Some food allergens may cause allergic reactions in some individuals although these are rare:

  • Corn
  • Gelatin
  • Meat – beef, chicken, mutton, and pork
  • Seeds, often sesame, sunflower, and poppy
  • Spices, such as caraway, coriander, garlic, and mustard

Common symptoms of food allergy

Allergic symptoms can be from mild to severe. Symptoms may appear immediately after eating the food or hours later. Watch out for these signs to detect food allergy:

Mild symptoms 

  • Skin rash
  • Itching
  • Red and swollen skin
  • Itchy mouth and ear
  • Runny or stuffed nose
  • Sneezing and dry cough
  • Throwing up
  • Stomach upset and stomach ache
  • Diarrhea

Moderate symptoms

  • Swollen lips, tongues, throat
  • Chest pain and uneven heartbeat
  • Trouble breathing and swallowing

Severe symptoms

In severe cases, a food allergy can become life-threatening which is known as anaphylaxis. People who have asthma are more prone to develop anaphylaxis from food allergies. If you are prone to it, your doctor may suggest you to carry epinephrine injectables.  

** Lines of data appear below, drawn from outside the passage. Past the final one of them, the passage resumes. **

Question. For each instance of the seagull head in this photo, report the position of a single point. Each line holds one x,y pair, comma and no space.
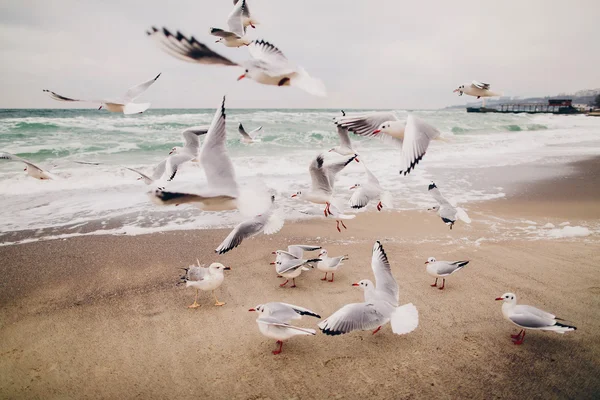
510,298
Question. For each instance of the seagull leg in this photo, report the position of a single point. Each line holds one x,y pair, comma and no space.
195,304
217,302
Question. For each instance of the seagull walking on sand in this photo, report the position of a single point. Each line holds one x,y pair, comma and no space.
447,212
274,321
32,170
290,267
248,137
123,105
323,178
205,279
380,305
412,135
442,269
528,317
476,89
267,64
269,222
370,190
329,264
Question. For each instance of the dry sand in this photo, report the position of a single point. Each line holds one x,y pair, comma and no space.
101,317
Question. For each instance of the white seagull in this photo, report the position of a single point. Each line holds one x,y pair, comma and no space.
248,137
220,192
32,170
274,321
323,178
267,64
442,269
447,212
204,279
123,105
380,305
528,317
329,264
269,222
370,190
476,89
413,135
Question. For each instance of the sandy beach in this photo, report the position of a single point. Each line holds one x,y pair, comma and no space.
102,317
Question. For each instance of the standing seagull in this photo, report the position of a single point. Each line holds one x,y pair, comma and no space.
447,212
274,321
124,105
371,190
441,269
269,222
329,264
380,305
205,279
528,317
32,170
476,89
267,64
413,135
220,192
248,137
323,178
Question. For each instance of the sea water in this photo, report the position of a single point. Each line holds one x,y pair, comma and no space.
105,198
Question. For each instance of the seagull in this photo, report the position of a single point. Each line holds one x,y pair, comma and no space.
270,222
205,279
290,267
323,177
447,212
370,190
267,64
380,305
329,264
528,317
248,137
220,192
413,135
32,170
124,105
476,89
247,19
274,321
345,147
441,269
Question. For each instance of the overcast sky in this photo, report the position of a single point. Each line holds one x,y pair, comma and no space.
370,54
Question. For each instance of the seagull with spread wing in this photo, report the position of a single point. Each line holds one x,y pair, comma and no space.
380,305
123,105
267,64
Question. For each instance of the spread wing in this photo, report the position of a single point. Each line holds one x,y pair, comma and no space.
352,317
186,49
384,281
214,158
134,92
364,124
417,136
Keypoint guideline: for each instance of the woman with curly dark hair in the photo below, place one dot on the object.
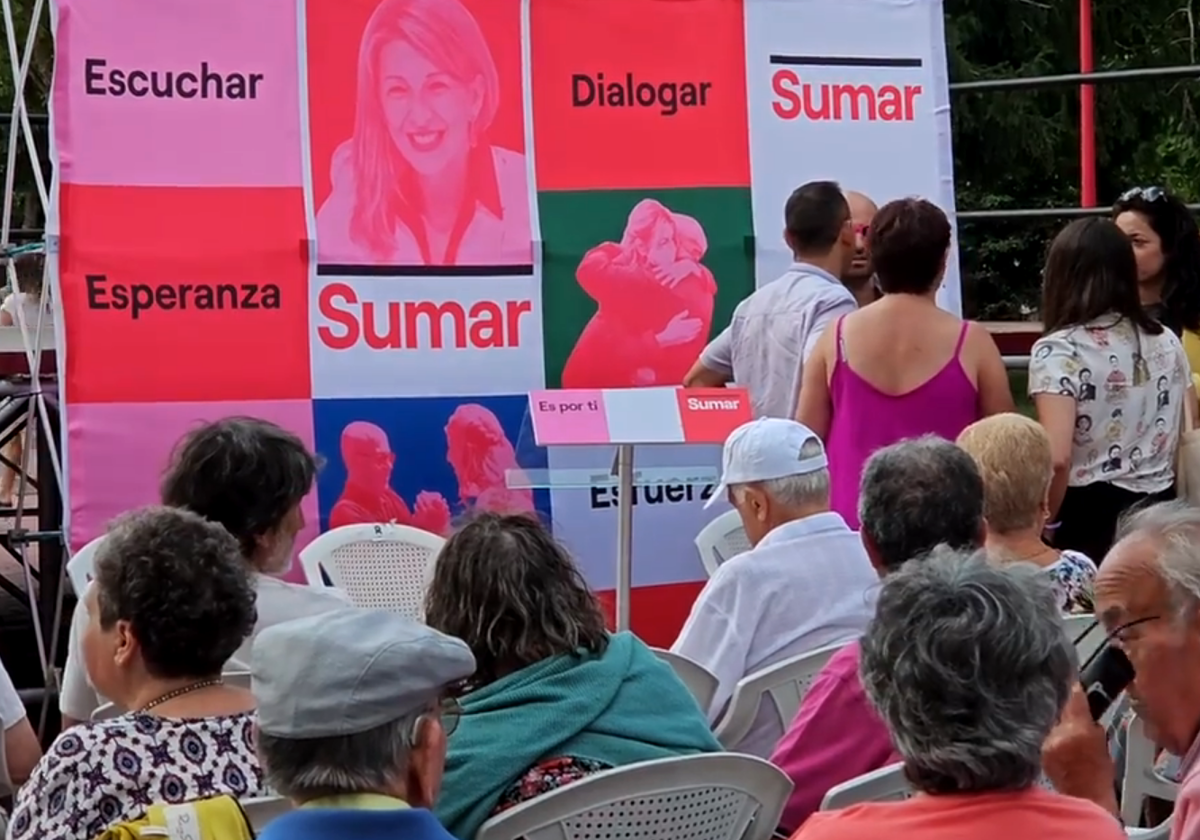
(171, 601)
(250, 477)
(555, 696)
(1167, 244)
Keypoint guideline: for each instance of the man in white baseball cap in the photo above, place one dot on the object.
(807, 582)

Know about the hidden triggers

The best way to avoid a food allergy is to avoid the food. For this, you need to identify the hidden triggers. For example, if you are allergic to egg, know the ingredients before consuming a piece of cake or a cookie because it might contain eggs! Similarly, if you are allergic to milk protein, know that a piece of hotdog may contain milk protein. 

How many people have food allergies?

As we already mentioned, food allergy is extremely common. Researchers estimate that 32 million Americans have food allergies. Studies published in 2018 and 2019 estimate the number of Americans of all ages who have convincing symptoms of allergy to specific foods:

  • shellfish: 8.2 million
  • milk: 6.1 million
  • peanut: 6.1 million
  • tree nuts: 3.9 million
  • egg: 2.6 million
  • finfish: 2.6 million
  • wheat: 2.4 million
  • soy: 1.9 million
  • sesame: 0.7 million

While most children outgrow food allergies, for most adults it is incurable. However, a food allergy can be managed by avoiding the particular food. Reach out to your doctor immediately if you develop symptoms as mild symptoms may become severe and life-threatening at times.  

It is also advisable to keep a diligent record of your meals. This will help you analyze the foods that you eat, along with any symptoms you might experience once you have consumed the food. Such a food diary will help you take charge of your health.